Darrow JB, Sherck JP, Yoder MK, Yonaka L. Barriers to screening for domestic violence in the emergency department. J Contin Educ Nurs. 2007;38(1):37-45.

 

Domestic violence occurs when a family member, partner, or expartner attempts to physically or psychologically dominate another. It is important for nurses to identify victims of domestic abuse to prevent additional violence and injury. The article describes a pilot project on screening for domestic violence undertaken at 1 urban center. The primary aim of the project was to identify perceived barriers to screening for domestic violence among the ED nursing staff. The secondary aim was to identify the educational and training needs of these nurses to facilitate screening for domestic violence in the emergency department.

 

REVIEW

Victims of domestic violence are often reluctant to acknowledge abuse to a healthcare professional.

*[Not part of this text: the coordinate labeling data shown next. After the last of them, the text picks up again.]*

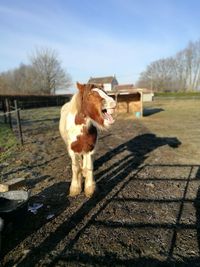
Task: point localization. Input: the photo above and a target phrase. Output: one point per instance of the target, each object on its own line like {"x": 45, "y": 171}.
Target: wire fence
{"x": 11, "y": 105}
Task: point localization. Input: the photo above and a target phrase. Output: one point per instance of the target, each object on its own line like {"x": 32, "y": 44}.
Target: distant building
{"x": 108, "y": 82}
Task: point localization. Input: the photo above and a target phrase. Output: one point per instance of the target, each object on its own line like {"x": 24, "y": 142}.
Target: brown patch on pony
{"x": 86, "y": 141}
{"x": 93, "y": 102}
{"x": 79, "y": 118}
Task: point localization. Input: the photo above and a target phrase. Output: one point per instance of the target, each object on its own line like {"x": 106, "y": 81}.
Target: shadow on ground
{"x": 72, "y": 243}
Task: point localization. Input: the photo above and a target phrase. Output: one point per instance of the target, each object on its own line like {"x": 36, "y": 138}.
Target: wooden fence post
{"x": 8, "y": 110}
{"x": 18, "y": 123}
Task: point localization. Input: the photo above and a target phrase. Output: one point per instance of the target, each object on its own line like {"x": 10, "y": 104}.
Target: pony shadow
{"x": 197, "y": 210}
{"x": 138, "y": 148}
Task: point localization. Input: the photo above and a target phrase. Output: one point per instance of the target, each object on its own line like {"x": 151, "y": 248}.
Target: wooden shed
{"x": 129, "y": 101}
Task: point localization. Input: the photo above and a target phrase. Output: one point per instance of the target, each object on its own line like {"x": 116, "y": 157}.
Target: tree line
{"x": 178, "y": 73}
{"x": 43, "y": 75}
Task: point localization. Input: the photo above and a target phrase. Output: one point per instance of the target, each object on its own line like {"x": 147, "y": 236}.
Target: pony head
{"x": 96, "y": 104}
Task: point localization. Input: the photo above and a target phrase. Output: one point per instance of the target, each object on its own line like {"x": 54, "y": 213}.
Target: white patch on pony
{"x": 101, "y": 93}
{"x": 72, "y": 129}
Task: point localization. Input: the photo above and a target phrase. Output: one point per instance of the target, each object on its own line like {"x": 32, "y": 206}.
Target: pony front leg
{"x": 76, "y": 183}
{"x": 88, "y": 174}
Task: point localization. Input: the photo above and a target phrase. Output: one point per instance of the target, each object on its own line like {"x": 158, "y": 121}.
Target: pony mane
{"x": 75, "y": 103}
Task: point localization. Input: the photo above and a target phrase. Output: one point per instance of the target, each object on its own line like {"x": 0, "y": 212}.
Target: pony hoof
{"x": 74, "y": 191}
{"x": 89, "y": 191}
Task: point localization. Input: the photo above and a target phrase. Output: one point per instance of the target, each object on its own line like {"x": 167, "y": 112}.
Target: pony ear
{"x": 80, "y": 86}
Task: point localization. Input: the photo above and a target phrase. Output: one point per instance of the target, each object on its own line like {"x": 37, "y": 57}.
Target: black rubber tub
{"x": 13, "y": 205}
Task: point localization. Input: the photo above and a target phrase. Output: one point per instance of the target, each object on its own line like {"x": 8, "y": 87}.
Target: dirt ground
{"x": 146, "y": 211}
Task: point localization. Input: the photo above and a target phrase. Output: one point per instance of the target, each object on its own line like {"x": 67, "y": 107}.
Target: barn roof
{"x": 124, "y": 87}
{"x": 107, "y": 79}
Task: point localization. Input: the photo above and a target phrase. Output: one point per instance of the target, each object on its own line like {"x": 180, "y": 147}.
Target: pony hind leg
{"x": 76, "y": 183}
{"x": 90, "y": 184}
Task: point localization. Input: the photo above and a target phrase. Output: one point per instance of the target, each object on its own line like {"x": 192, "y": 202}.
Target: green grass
{"x": 8, "y": 142}
{"x": 178, "y": 94}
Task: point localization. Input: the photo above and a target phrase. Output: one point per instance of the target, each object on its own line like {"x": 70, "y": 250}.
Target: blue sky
{"x": 97, "y": 38}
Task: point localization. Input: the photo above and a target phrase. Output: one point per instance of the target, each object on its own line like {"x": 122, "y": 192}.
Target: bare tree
{"x": 181, "y": 72}
{"x": 48, "y": 72}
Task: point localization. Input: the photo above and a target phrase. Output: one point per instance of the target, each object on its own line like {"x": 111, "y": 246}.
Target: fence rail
{"x": 12, "y": 104}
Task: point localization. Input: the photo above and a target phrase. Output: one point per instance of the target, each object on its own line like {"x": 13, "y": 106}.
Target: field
{"x": 146, "y": 211}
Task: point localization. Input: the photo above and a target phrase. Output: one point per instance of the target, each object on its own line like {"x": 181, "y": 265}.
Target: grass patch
{"x": 8, "y": 142}
{"x": 178, "y": 94}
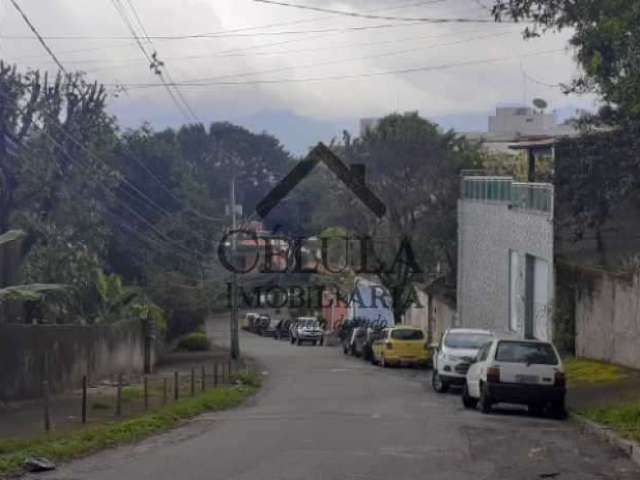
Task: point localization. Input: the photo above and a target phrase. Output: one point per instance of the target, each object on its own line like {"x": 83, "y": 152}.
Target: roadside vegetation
{"x": 625, "y": 420}
{"x": 65, "y": 447}
{"x": 582, "y": 372}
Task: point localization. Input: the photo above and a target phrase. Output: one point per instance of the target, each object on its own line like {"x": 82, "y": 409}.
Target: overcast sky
{"x": 299, "y": 49}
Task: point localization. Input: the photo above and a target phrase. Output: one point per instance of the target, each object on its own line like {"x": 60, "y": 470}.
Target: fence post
{"x": 84, "y": 399}
{"x": 45, "y": 405}
{"x": 119, "y": 396}
{"x": 164, "y": 390}
{"x": 146, "y": 392}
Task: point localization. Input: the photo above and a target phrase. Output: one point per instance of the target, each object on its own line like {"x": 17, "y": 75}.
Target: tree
{"x": 413, "y": 167}
{"x": 606, "y": 35}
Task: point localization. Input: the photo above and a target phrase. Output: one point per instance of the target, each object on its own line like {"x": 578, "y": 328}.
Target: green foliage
{"x": 584, "y": 372}
{"x": 413, "y": 166}
{"x": 64, "y": 447}
{"x": 195, "y": 342}
{"x": 624, "y": 420}
{"x": 34, "y": 292}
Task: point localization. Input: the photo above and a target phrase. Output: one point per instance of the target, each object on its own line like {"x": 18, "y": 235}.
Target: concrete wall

The researchers became interested in this topic after performing multiple chart reviews in the emergency department, which indicated that the nurses had not administered domestic violence screening. The researchers performed a literature review from 1995 to 2003 that displayed multiple articles indicating that domestic violence is a widespread problem and patients are not being screened for domestic violence.

 

This study aims to recognize factors that might be affecting emergency department nurses when screening potential victims of domestic violence. The sample consisted of 33 emergency department registered nurses in a large urban trauma center. The instrument used was an anonymous questionnaire that contained 3 parts: the attitudes and beliefs about screening for domestic violence, demographics, and questions regarding the selection process when screening patients.

 

The results of the study showed that 87% of the subjects showed an interest in receiving training about how to ask questions about abuse. Some barriers identified when screening patients were language difference, personal or family history of abuse, and a lack of training in how to deal with abuse. Another finding from the participants was that time issues affected their ability to adequately screen patients. The authors note multiple limitations to the study including the use of a modified tool, a convenience sample at a single site, and a small sample size.

 

COMMENTARY

Domestic violence is a public health problem that greatly affects society. Emergency department nurses are in an optimal position to screen patients for domestic violence, because the emergency department often is the initial entry into the healthcare system. The nurse treats patients from various backgrounds and socioeconomic classes and can be the critical person to stop the cycle of domestic violence. By identifying the barriers to screening and the educational needs of trauma nurses, this study represents a vital first step in making that happen.